There’s been a tension building in Skidmore recently. Time and again these past few semesters, the administration and the wider community have found themselves in conflict. With the school’s operation mostly halted by the COVID pandemic, and the transition to a new president looming, now is a good time to consider what has been going wrong, and how things might improve.
This tension has flared around large issues like the CIS swing space, the student minimum wage, employee healthcare benefits, the athletics center, and international students’ housing during the pandemic. Each time, the administration has made its financial decisions economically, but without proper input from the community. In response to recent plans, deemed unacceptable for their lack of transparency or threat to community wellbeing, students and faculty have (for various issues) staged protests, written faculty-penned open letters, and threatened protests.
“The administration has not placed value on transparency from the beginning of these projects and that’s why they receive such backlash,” Rachael Borthwick ‘21, SGA President-elect wrote in a message. “The administration has been neglecting the voices of marginalized students and it’s time we start getting them to hear us…we need to hold the administration accountable to centering these student voices. And to do so we must work collaboratively with the administration at large.”

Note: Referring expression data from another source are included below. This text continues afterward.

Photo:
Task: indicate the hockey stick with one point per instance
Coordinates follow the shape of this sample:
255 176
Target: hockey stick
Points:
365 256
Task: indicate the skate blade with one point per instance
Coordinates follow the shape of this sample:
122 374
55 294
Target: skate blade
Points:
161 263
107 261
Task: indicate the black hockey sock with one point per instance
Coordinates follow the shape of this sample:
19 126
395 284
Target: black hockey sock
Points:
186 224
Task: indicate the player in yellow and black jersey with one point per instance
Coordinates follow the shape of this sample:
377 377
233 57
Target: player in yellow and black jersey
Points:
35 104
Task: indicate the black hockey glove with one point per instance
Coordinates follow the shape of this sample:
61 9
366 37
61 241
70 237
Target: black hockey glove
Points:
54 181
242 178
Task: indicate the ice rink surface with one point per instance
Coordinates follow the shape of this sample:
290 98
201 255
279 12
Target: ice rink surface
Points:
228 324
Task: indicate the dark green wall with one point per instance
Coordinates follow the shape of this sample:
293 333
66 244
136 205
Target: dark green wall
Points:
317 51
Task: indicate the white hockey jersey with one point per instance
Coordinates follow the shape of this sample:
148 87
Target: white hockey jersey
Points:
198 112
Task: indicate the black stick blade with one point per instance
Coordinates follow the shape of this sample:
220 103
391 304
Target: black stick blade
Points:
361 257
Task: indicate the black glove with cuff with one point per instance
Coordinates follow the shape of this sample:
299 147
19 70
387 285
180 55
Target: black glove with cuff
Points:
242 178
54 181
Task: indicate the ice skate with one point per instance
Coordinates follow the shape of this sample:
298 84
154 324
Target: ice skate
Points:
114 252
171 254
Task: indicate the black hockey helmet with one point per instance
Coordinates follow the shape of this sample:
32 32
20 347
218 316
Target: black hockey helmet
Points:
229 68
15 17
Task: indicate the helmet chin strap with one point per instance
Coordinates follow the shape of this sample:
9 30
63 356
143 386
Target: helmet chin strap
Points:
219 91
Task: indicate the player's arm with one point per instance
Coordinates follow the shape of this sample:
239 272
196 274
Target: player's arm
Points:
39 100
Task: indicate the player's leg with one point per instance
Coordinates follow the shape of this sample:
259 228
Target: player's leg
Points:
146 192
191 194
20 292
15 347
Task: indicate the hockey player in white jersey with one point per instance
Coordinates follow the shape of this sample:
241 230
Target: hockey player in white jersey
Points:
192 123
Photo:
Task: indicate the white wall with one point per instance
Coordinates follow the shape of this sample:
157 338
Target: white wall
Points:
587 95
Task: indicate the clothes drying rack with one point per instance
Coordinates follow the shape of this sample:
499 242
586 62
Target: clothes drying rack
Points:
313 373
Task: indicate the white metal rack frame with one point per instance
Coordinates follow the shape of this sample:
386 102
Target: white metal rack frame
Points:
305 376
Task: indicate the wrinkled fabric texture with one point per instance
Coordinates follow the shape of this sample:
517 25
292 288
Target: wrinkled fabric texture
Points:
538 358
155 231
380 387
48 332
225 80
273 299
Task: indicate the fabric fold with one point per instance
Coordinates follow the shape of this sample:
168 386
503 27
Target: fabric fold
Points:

Staff and faculty have voiced similar sentiments. Many signed petitions and spoke out publicly over the insufficient transparency and community engagement in the planning of the new athletics facility. Among the main concerns were how it would encroach upon the operation or increase costs for the Greenberg Child Care Center, creating an undue strain for young parents.
This pattern is not a coincidence, and it does not need to be normal. Lack of transparency and absent community input has been at the heart of each of these issues. In response to several of these conflicts, the administration has staged ‘open forums’ to hear out the community, but the results have been lackluster. Administrators have often carried these meetings with glib and combative tones, or, with the athletic facility, not shown up at all — the session to address concerns over the center was headed by two members of SGA, forcing them into a conflict of interest. SGA should be voicing concerns on behalf of the students, not acting as a buffer between them and the administration.
Administrators, from Glotzbach down, believe they are working in the community’s best interests. The Liberal Arts education model is facing unprecedented financial insecurity, and there is good reason to believe that the administration is foregrounding the school’s financial endurance above immediate community concerns. But why has the administration failed so consistently in creating a dialogue with students, faculty, and staff? If the college’s decision-makers lose touch with the community, they will be unable to work on our behalf. Skidmore’s administration should be working for its community, not managing it from the top down.
What Skidmore needs are pathways for community self-determination. Communication between the administration and the community should be an ongoing, actively-solicited process. Open forums should be held early and often, not in response to the outrage. The needs of marginalized students must be foregrounded. The perspectives most respected should be those who live and work here; students, faculty, and staff deserve the right to shape their community.
Next semester, Skidmore is going to have a new president, Marc Conner. We’re also going to be recovering, in our college and as part of the world, from Coronavirus. Both situations will be difficult, but they offer an opportunity to rebuild. Now is the time for Skidmore to start functioning as a community.